Review: Seeds

Urges and family ties create an unnerving experience in Owen Long’s Seeds.

Marcus (Trevor Long) is a man with an affliction, and when an untimely accident occurs with his lover, he retreats to his family home by the sea to lay low while his drug dealer takes care of things. His brother Michael (Chris McGarry) must deal with his crumbling marriage, so Marcus agrees to look after his niece and nephew Lily and Spencer (Andrea Chen and Garr Long) while Michael tends to his estranged wife.

Lily is a teenager beyond her years, and becomes yet another problem for Marcus who forces himself to resist her immature advances because his affliction is getting worse, and what once looked like substance abuse slowly shows itself to be much more; haunting him as his mental health deteriorates and his life takes the form of a nightmarish fever dream.

Seeds will leave you perplexed until the last frame.  It’s a beautifully shot film, with gorgeous use of light and focus by Korean cinematographer Eun-ah Lee, but the audience isn’t going to get a nice linear story.  There are flashbacks to Lily as a little girl, nightmares that seem real, and a general sense of unease that never goes away, mostly due to the relationship between Lily and her uncle Marcus. Depending on the perspective, she is either relentless in her pursuit of Marcus or it’s him that has to control his urge not to pounce on the young woman. I’m not sure if this pairing of an older white man and a teenaged Asian girl put me off because of the taboos with incest or if her race was the issue, especially since both Marcus and his brother seemed to have a pattern with Asian women in the film.  Marcus clearly had mental issues he was working through that fueled his delusions but I’m on the fence with that type of objectification and stereotype here. The director’s wife Younny Long however, is Asian as well as the film’s executive producer, so there’s hope that her’s and actor Chen’s voice behind the scenes kept things in check and her race is merely incidental.

Amidst the understated performances, Long does a great job as Marcus and gives us a unique version of a man descending quietly into his own private hell before your eyes.

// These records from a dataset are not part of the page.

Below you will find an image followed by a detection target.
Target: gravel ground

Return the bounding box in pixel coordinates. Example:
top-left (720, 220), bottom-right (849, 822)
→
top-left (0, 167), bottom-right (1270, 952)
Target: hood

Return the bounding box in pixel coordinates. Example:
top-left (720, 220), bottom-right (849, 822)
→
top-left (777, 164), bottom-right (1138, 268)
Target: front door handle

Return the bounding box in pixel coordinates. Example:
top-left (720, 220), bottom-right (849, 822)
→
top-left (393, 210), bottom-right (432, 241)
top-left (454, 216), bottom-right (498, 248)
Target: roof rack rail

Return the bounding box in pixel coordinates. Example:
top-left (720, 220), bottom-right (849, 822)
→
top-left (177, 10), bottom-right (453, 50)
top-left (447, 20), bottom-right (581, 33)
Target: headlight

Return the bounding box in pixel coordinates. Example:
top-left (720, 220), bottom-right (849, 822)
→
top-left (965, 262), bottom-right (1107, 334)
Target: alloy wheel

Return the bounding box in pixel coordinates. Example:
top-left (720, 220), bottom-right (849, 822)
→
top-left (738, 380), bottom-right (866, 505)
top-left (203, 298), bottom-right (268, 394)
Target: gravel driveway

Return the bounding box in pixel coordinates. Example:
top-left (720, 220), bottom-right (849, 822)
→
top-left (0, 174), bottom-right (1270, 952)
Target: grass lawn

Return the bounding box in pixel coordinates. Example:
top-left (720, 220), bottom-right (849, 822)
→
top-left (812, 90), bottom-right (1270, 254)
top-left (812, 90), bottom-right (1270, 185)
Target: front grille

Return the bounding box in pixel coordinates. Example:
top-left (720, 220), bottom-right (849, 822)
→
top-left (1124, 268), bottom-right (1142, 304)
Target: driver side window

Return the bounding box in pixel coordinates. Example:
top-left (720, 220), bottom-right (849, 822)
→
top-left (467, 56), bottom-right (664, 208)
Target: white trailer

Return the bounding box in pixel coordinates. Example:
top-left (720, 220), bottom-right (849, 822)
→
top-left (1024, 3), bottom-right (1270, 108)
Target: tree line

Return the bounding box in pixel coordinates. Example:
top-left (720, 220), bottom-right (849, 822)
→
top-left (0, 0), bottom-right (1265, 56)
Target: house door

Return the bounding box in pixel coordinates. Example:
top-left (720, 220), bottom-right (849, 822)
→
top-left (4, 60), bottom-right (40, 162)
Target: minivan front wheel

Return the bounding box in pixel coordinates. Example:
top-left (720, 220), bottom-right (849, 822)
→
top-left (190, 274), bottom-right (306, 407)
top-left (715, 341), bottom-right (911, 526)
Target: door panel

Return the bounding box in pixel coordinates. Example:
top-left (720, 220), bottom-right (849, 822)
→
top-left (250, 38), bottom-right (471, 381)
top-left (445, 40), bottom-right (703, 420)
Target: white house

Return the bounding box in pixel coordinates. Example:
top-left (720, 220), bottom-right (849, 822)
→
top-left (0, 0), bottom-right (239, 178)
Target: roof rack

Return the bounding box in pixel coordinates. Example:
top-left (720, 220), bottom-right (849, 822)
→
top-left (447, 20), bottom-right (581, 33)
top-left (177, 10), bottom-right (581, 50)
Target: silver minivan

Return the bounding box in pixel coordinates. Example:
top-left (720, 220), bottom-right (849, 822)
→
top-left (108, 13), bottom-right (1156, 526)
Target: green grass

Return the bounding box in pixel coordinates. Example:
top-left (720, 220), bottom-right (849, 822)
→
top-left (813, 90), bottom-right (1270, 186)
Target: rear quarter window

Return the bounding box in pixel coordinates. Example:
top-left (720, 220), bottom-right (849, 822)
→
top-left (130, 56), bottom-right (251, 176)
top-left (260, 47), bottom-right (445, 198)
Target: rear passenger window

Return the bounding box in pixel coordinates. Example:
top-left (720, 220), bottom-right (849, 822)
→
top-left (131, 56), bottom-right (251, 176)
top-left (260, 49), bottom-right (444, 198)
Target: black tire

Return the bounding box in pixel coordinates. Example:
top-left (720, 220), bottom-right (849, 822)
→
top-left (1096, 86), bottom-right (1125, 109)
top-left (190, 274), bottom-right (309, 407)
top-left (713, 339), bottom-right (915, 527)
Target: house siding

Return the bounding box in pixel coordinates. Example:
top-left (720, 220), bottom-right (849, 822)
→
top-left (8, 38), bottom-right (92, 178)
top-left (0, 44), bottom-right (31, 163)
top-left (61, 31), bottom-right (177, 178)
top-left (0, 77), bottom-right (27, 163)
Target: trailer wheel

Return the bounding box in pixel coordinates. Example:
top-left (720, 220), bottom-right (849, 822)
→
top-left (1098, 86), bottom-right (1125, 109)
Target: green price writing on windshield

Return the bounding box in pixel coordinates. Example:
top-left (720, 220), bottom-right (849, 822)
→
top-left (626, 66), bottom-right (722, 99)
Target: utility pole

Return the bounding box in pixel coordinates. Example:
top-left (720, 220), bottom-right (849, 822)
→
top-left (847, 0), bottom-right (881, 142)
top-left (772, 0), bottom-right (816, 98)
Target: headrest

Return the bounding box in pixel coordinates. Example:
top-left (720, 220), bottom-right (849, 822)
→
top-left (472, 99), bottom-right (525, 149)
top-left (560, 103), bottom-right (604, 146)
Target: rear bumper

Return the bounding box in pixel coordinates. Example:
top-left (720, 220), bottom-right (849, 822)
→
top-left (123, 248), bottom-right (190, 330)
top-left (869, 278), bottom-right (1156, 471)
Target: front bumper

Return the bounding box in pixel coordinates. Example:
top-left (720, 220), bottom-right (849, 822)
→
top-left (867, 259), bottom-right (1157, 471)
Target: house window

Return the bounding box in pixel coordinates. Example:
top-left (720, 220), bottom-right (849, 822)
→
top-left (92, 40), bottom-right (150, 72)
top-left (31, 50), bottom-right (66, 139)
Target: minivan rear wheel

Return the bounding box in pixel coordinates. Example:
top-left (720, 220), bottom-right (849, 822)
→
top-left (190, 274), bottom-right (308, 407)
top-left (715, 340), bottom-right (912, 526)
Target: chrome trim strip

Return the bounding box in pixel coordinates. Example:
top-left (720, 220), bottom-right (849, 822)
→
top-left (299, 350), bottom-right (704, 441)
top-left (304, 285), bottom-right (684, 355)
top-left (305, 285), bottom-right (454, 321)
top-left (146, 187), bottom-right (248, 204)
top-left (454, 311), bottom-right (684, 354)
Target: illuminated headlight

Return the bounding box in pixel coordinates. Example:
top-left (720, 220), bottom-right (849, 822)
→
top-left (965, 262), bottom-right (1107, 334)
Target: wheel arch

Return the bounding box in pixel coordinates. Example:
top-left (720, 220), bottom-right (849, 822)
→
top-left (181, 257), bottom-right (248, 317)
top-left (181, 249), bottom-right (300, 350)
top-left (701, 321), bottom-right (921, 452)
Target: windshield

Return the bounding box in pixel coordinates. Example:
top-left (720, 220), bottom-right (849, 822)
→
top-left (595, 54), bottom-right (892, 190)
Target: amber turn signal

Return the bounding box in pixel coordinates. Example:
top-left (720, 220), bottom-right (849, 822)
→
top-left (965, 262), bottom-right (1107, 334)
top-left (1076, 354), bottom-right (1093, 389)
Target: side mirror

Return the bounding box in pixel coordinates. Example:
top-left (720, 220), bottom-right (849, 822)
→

Having your brother as the director could go either way, but it’s clear they make a good team.  Again, you have to hang in until the end with this slow burner served with a pinch of body horror. Long and screenwriter Steven Weisman are clearly influenced by Cronenberg and Lynch; and Long has described his film as a cross between The Shining and Lolita, but you may also get inklings of Spider, Twin Peaks, and Canadian horror The Crescent which has a similar eerie feel.

This strange, disjointed film isn’t a typical horror film, and I’m certain it’s not for everyone, but that’s ok.  Seeds won’t give you a neat package of protagonist/antagonist or a reliable guide in this journey, but it will definitely leave you with some disturbing images and an unsettling urge to check your closets before you go to bed, especially if you live by the water.

Catch Seeds in U.S. theatres September 13.